After the International Monetary Fund finished a two-week review of the British economy last week, Managing Director Christine Lagarde described the consequences of a Brexit as lying somewhere between “pretty bad and very, very bad.” Lagarde warned of prolonged economic uncertainty, volatile financial markets, and a possible recession in Britain.
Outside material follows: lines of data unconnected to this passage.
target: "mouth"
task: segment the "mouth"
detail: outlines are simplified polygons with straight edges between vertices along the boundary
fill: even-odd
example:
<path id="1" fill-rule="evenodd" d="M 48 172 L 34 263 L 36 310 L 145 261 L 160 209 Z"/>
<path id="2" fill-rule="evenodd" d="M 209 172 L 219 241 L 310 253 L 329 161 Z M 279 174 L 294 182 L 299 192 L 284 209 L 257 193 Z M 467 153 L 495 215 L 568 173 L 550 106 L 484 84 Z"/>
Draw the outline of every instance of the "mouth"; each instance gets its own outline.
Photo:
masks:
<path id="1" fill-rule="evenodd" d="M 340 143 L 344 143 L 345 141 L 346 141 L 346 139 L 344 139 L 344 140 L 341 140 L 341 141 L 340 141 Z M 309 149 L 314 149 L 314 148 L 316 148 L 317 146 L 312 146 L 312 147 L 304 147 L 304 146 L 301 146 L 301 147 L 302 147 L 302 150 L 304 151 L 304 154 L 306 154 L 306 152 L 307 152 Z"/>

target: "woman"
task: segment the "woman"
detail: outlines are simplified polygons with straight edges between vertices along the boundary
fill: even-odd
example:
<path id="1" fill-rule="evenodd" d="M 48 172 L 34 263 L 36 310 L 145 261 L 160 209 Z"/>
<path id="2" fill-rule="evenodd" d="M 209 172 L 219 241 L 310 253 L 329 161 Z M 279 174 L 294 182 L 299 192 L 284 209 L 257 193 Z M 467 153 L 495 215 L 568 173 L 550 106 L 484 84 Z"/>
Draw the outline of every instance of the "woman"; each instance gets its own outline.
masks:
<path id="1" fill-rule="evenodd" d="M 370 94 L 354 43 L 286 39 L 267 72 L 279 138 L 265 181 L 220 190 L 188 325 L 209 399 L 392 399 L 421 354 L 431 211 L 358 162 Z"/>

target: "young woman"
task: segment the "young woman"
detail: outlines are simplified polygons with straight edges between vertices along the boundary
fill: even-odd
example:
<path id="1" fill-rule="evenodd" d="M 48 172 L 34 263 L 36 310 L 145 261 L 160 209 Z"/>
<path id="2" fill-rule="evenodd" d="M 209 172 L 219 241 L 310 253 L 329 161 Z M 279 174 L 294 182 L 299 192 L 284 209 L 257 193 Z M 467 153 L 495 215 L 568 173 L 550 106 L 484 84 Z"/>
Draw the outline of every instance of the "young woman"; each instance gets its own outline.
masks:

The British economy, let’s not forget, still struggles under the austerity policies Chancellor George Osborne insists on sticking with against all evidence. Last week the government reported that industrial production dropped for the second consecutive quarter, meaning manufacturers are technically in recession already.
Mark Carney the (Canadian) governor of the Bank of England, warned last week that Brexit would raise unemployment and prices, depress the pound, and “could possibly include a technical recession.” (In fairness, the BoE’s latest reports don’t forecast much differently even if Britain stays in the EU)
Related: UK Economy Slows as Global Weakness, Brexit Uncertainty Weigh
The principal worries among senior government and BoE officials are these:
• The pound breaks below its 40-year low of 1.35 to the dollar. As almost half of Britain’s exports go to the Eurozone, a currency war ensues—a second front, given that Japan may well spark one in the western Pacific when, as widely expected, it devalues.
• Inflation ticks up sharply.
• Inflationary pressure forces the BoE to raise interest rates. There goes what there is of Britain’s “recovery,” and the highly leveraged real estate market implodes.
• “Cameron will last about 15 minutes at 10 Downing Street after a vote to leave,” as one source wrote over the weekend, and political turmoil will ensue. The Conservatives will then face a split not unlike that now afflicting the Republican Party.
There’s nothing in this for Americans to like.
Related: France’s Sapin Says Brexit Would Affect London as Finance Hub
Obama’s concerns were more strategic when he spoke at Cameron’s side in London last month. The EU is key to Washington’s global security design, and Britain is its closest ally in it. A Brexit would mean the U.S. loses its strongest advocate within a united Europe, and a serious unraveling could ensue.
This could be a blow to Obama’s efforts to push through his Trans-Atlantic Trade and Investment Partnership, the European version of the TTP, the ambitious pact pending with Pacific nations. As Japan is key to the Trans-pacific Partnership, so is Britain to the TTIP.
More broadly, many members of the union—France and Italy high among them—are already weary of the West’s long-running standoff with Russia. In this same connection, they are also leery of NATO’s new buildup on the EU’s eastern flank including the deployment of new missile defenses in Romania.
Russia, predictably, asserts that the deployment made it and Europe less secure, not more, and it would be foolish to miss the extent to which many in Continental Europe are sympathetic to this view.
Britain’s is the strongest voice in Europe against the threat of a drift or rift in the Atlantic alliance along these lines. Washington can ill afford to let it go silent given the strains already evident within it.